There's a scene in the cinematic tour de force Shallow Hal where Hal is having a discussion with his good friend, and they are talking about the ugly duckling syndrome, where a girl turns beautiful late in life and doesn't even know she has the beauty that she has. It's seen as the perfect combination.
Stephane Robidas is kind of that way...except as a hockey player.
Think about it, Robidas was selected to play in the NHL All-Star Game last year. He was invited to Team Canada's Olympic Orientation Camp this summer. You don't get those things unless you are a darn fine hockey player.
But Robidas started his career as a seventh round draft pick and was pretty much given up by teams twice in his career. In 2002, the Montreal Canadiens placed Robidas on waivers. In 2005, the Chicago Blackhawks failed to make a qualifying offer to the then-restricted free agent. Both teams basically figured Robidas wasn't worth it.
And those things hurt the scrappy defensemen. But instead of giving up, Robidas simply dug in. He fought hard to earn a place on the Stars, he fought hard to get into the lineup on a regular basis (he was often a healthy scratch in the early days) and he fought hard to get more minutes.
And in the past two seasons, when Sergei Zubov has been hurt, Robidas has seized the opportunity to prove he is a very good defenseman.
Robidas averaged 24:32 in ice time over 72 games last season. He was second on the team in plus-minus at plus-10, and he contributed 26 points. He also was among the NHL leaders in hits and blocked shots.
And that earned him the accolades he's receiving right now. Mix that with his salary cap hit of $1.5 million, and he is one of the most important players on the Stars.
But, are the Stars expecting too much of Robidas.
Yes, he has answered every challenge and pushed his game to a special place at the age of 32. But should he be counted upon to play 24 minutes a game and be a part of the top power play? Should he be the team's best penalty killing defenseman and have to shut down the opposition's top players every game?

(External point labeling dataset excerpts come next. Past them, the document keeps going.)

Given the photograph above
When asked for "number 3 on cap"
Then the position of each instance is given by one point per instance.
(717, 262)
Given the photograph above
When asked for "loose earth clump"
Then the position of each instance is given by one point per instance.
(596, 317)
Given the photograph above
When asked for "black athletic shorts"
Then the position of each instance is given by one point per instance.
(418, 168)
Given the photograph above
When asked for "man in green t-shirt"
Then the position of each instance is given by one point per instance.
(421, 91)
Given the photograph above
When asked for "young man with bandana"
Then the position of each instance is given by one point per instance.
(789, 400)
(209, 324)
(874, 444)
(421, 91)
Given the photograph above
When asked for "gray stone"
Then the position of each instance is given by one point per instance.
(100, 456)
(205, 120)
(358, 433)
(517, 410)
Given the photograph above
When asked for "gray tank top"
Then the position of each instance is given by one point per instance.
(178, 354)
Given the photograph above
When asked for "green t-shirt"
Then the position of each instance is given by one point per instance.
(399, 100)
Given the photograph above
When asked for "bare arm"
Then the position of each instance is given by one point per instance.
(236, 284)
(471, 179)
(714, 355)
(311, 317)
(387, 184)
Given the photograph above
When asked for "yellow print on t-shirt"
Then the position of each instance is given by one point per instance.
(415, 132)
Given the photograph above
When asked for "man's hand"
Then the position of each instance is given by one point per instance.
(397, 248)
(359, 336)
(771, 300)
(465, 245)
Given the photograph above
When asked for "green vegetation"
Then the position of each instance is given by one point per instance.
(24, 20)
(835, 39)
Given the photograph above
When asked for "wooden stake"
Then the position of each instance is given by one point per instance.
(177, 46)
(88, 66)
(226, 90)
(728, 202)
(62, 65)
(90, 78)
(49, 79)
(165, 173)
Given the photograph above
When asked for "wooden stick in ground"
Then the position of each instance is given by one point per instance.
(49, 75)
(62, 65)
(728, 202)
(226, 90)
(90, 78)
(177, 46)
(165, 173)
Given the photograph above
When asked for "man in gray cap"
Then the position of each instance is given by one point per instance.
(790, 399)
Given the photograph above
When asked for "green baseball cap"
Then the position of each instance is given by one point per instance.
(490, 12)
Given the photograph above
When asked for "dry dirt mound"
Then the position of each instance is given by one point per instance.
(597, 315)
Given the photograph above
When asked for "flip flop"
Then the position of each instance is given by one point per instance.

That is something the new coaching staff is going to have to study this year. With the acquisition of Karlis Skrastins and Jeff Woywitka, the Stars have given Robidas some veteran help. With the maturity of players such as Trevor Daley, Matt Niskanen, Nicklas Grossman and Mark Fistric, there will be the ability to spread minutes. So, if the Stars are healthy, my guess is Robidas will probably see his minutes closer to 20 and his time on either the power play or the penalty kill decreased.
And I think that's a good thing. Yes, Robidas has raised his game, but there still seems time when he might be pushed to hard or ``too far up the lineup'' as coaches like to say.
I believe in Robidas. I think the Stars should do what they can to keep him for the rest of his career. But I also think he can fill a complementary role just as well as a lead role...in fact, maybe better.
He is a strong, physical player who defends well. He is a good skater who makes a solid first pass. I see him as a Shawn Chambers type _ more than capable of taking over when needed, but probably better suited as a first alternate.
We'll see if the Stars agree this year. Their budget seems to indicate they will go with this group of defensemen. If that's the case, expect Robidas to be the most versatile and most used defenseman in the group. I still think they can win with him in that role, but they should definitely look to offer him more support.